Ideologiekritik leicht gemacht
Filme sind Träger von Ideologien. Meistens eigentlich. Fast immer. Schließlich sind ja auch Menschen Träger von Ideologien und Filme sind Kunst, was bedeutet sie reflektieren bis zu einem gewissen Punkt auch immer das Innenleben ihres Schöpfers. Das macht die Ideologien, die sie in sich tragen aber auch immer zu einer etwas ambivalenten Sache. Denn Menschen hängen ja auch sehr oft, um nicht zu sagen immer, Ideologien nach die nicht unbedingt eindeutig sind. Im Gegenteil würde ich sogar so weit gehen, dass jede ideologische Strömung die es ja gab irgendwo auch innere Widersprüche in sich trug, und genauso wird wohl auch jeder Mensch und damit jeder Künstler und damit wiederum jedes Kunstwerk ideologische Widersprüche in sich tragen.
Filme (auch) ideologisch zu lesen ist wiederum etwas beinahe unvermeidbares. Einen Film deshalb zu mögen, weil er mit den eigenen ideologischen Vorstellungen mehr oder weniger übereinstimmt oder es schafft diese mehr oder weniger fordernd auf den Kopf zu stellen ist natürlich nicht nur nachvollziehbar sondern auch schlicht unvermeidbar. Die Ideologie, die ein Film vertritt anhand einer Szene erkennen zu wollen erscheint mir hingegen sinnlos, oberflächlich, ja sogar Kunstfeindlich. Und auch so unfassbar redundant: Was interessiert es mich ob die Endszene von Whiplash jetzt die faschistische Ideologie des Lehrers bestätigt oder nicht wenn der Film dessen Auffassung von guter Kunst als rein technische Herausforderung mit jedem einzelnen Frame bestätigt? Sehr engstirnig und nervenzehrend sind solche Diskussionen. Nicht nur ignorieren sie, dass Ideologie im Film auch bzw. vor allem durch die Form -also die Bilder- vermittelt werden kann und nicht nur durch Inhalt, nein sie reduzieren auch das inhaltliche noch auf einen Bruchteil seines Ganzen. Auf zwei oder drei Einzelszenen.
Wenn man den Worten Bilder gegenübersetzt
Es ist traurig wie solche Diskussionen dem Medium Film auch so viel seiner Komplexität absprechen. "Der Film ist eben frauenfeindlich, rassistisch, homophob". Ja man tritt ganz schnell in diese Falle und ignoriert eben, dass Filme selten so eindeutig sind. Und ja, auch ich trete auch heute noch viel zu häufig in diese Falle. Case study, Spiel mir das Lied vom Tod: Als ich mir diesen Film das letzte Mal ansah, stand der Film kurz davor, seine 10 Punkte von mir zu bekommen. Letztendlich kam es dann leider doch nicht dazu, in erster Linie da ich Zweifel hatte ob dieser Film seine Hauptfigur Jill nicht doch mit einem gewissen männlichen Chauvinismus betrachtet. Gerade die Figur Cheyenne geht mit ihren Machosprüchen nicht gerade sparsam um:
"You know what? If I was you, I'd go down there and give those boys a drink. Can't imagine how happy it makes a man to see a woman like you, just to look at her. And if one of them should, uh, pat your behind, just make believe it's nothing. They earned it."

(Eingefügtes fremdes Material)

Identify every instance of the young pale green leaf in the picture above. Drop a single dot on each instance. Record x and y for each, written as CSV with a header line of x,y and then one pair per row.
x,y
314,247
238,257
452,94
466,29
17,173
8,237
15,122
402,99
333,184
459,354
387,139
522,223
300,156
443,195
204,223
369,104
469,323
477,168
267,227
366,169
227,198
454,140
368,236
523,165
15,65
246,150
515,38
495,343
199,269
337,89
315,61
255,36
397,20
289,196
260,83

Wirklich schön oder poetisch sind solche Aussage auf keinem Fall, aber wir sollten uns hüten einem Film wegen solcher Sätze vorschnell den bequemen Stempel des ideologisch Verwerflichem aufzudrücken. Denn es gibt in diesem Film schöne und poetische Elemente. Zum Beispiel das da:
Zu Cheyennes Aussagen kann man stehen wie man will, ob der Film sie bestätigt kann man an Einzelszenen nachweisen wollen wie man will. Was man aber nicht von der Hand weisen kann: Der elegische Score Morricones, Claudia Cardinales würdevolles Schauspiel und Leones pathosgeladene Close-Ups sind alle ganz klar dazu bestimmt der Figur Jill zu Größe und Tragik zu verhelfen. Was sie auch tun: Jill ist die, die es geschafft hat, von ganz unten nach ganz oben. Ein Sieg am Ende, der so sehr nicht materiell, sondern emotional und spirituell, eben tragisch ist. Und das soll dann frauenfeindlich sein. Go figure!